Replace null checks with a safe "do nothing" object:

C#
public interface INotificationService
{
    void Send(string message);
}

public class EmailNotificationService : INotificationService
{
    public void Send(string message) => Console.WriteLine($"Email: {message}");
}

// Null object — safe default
public class NullNotificationService : INotificationService
{
    public void Send(string message) { /* intentionally empty */ }
}

// Consumer never checks for null
public class OrderProcessor(INotificationService notifications)
{
    public void Process(Order order)
    {
        // Do work...
        notifications.Send($"Order {order.Reference} processed");
    }
}

// Inject real or null object — no null checks inside OrderProcessor
var processor = new OrderProcessor(new NullNotificationService());

Common Pitfalls

C#
// PITFALL 1: Null-forgiving operator hiding a real bug
var name = GetMaybeName()!;   // hides potential null — exception at runtime

// BETTER: Handle null explicitly
var name = GetMaybeName() ?? throw new InvalidOperationException("Name required");

// PITFALL 2: string.IsNullOrEmpty vs string.IsNullOrWhiteSpace
string? s = "   ";
if (string.IsNullOrEmpty(s))     // false — not empty, just whitespace
    throw new ArgumentException();
if (string.IsNullOrWhiteSpace(s)) // true — catches whitespace too
    throw new ArgumentException();

// PITFALL 3: Mixing nullable and non-nullable in collections
List<string?> mixed = new() { "a", null, "b" };
foreach (string? item in mixed)
{
    // Must handle null per item
    Console.WriteLine(item?.ToUpper() ?? "(null)");
}

Interview Answer

"Nullable reference types (NRT), enabled via <Nullable>enable</Nullable>, split C# reference types into two categories: string (non-nullable — compiler warns if null is assigned) and string? (nullable — caller must handle null).
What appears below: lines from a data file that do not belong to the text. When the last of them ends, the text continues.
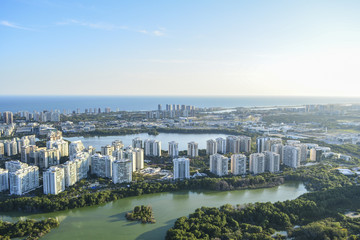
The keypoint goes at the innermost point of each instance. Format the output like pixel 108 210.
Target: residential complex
pixel 238 164
pixel 181 168
pixel 193 149
pixel 219 164
pixel 173 149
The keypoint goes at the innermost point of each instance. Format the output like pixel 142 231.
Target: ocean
pixel 138 103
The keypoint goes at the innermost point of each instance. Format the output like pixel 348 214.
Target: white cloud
pixel 109 27
pixel 102 26
pixel 13 25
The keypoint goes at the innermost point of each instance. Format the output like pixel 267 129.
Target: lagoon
pixel 108 221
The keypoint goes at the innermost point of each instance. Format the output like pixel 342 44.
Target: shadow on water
pixel 117 217
pixel 158 233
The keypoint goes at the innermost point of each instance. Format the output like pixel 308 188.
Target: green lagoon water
pixel 108 221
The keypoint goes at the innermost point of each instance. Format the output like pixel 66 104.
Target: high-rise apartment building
pixel 107 150
pixel 173 149
pixel 291 156
pixel 75 147
pixel 238 164
pixel 272 162
pixel 8 117
pixel 211 147
pixel 102 165
pixel 24 180
pixel 4 179
pixel 152 147
pixel 257 163
pixel 122 171
pixel 181 168
pixel 219 164
pixel 54 180
pixel 221 145
pixel 278 148
pixel 137 143
pixel 117 145
pixel 193 149
pixel 48 158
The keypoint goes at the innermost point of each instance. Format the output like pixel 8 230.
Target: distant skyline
pixel 179 48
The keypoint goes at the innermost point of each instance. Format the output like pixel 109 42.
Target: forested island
pixel 317 215
pixel 28 229
pixel 319 177
pixel 142 213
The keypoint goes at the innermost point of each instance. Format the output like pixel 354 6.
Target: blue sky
pixel 236 48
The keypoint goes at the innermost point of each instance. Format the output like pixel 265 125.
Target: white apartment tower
pixel 193 149
pixel 211 147
pixel 137 143
pixel 152 147
pixel 24 180
pixel 219 164
pixel 257 163
pixel 291 156
pixel 54 180
pixel 69 173
pixel 4 179
pixel 173 149
pixel 102 165
pixel 221 145
pixel 181 168
pixel 272 162
pixel 117 145
pixel 238 164
pixel 122 171
pixel 75 147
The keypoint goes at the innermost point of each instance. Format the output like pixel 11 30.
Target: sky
pixel 180 48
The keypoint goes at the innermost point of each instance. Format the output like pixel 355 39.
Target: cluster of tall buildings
pixel 292 154
pixel 230 144
pixel 181 168
pixel 152 147
pixel 239 163
pixel 14 146
pixel 7 117
pixel 19 177
pixel 172 111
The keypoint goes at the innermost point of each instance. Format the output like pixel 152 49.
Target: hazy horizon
pixel 184 48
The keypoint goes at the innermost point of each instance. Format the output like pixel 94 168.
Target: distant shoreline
pixel 148 103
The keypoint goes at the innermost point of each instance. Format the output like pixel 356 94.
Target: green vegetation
pixel 141 213
pixel 317 213
pixel 76 197
pixel 319 177
pixel 28 229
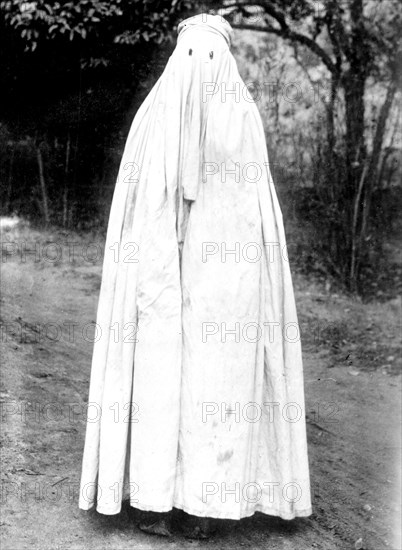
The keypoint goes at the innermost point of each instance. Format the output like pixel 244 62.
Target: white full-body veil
pixel 196 394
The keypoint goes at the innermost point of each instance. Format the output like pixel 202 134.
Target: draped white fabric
pixel 196 392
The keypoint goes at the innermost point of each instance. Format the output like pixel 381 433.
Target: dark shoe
pixel 155 523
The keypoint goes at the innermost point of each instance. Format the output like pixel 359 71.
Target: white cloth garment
pixel 196 394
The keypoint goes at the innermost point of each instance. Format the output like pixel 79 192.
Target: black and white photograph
pixel 201 275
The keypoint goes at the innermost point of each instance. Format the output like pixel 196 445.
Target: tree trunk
pixel 45 206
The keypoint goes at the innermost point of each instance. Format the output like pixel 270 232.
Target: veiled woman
pixel 196 395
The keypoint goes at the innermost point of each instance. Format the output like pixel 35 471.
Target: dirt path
pixel 352 385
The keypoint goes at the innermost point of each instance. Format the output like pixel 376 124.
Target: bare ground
pixel 352 380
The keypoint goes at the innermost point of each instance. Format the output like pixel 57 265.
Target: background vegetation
pixel 325 75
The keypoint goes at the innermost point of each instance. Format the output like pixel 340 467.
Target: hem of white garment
pixel 203 514
pixel 268 511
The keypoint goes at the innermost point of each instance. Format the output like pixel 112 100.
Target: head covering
pixel 213 23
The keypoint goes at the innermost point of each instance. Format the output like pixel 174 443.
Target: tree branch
pixel 293 36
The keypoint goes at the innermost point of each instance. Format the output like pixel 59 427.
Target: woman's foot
pixel 155 523
pixel 194 527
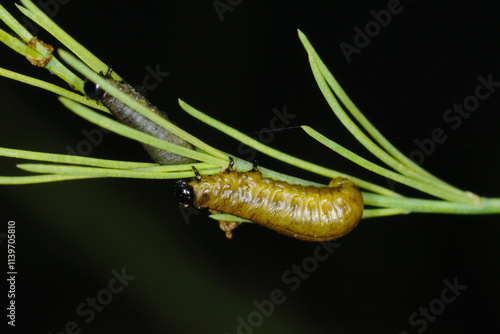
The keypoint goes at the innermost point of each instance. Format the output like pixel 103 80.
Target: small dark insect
pixel 306 213
pixel 132 118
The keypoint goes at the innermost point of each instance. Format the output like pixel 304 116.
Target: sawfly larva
pixel 306 213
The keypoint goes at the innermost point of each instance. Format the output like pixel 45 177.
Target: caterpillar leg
pixel 230 166
pixel 226 226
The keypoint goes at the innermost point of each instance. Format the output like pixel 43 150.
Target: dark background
pixel 188 277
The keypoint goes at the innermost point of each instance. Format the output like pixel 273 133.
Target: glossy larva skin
pixel 305 213
pixel 132 118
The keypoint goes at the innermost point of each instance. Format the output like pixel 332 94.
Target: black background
pixel 188 277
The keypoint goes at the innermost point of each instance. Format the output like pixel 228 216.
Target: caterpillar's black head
pixel 184 192
pixel 93 91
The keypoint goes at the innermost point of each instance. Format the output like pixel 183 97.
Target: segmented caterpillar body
pixel 306 213
pixel 132 118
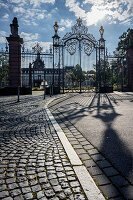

The compiler performs null-state analysis: after a null check or pattern match, the state narrows to not-null and dereferences are safe. Key operators: ?? (null-coalescing), ??= (null-coalescing assignment), ?. (null-conditional). The null-forgiving operator ! suppresses warnings — use only when you have guarantees the compiler can't see. In practice: enable NRT project-wide, use required properties for mandatory fields, and prefer the null object pattern over pervasive null checks in service code."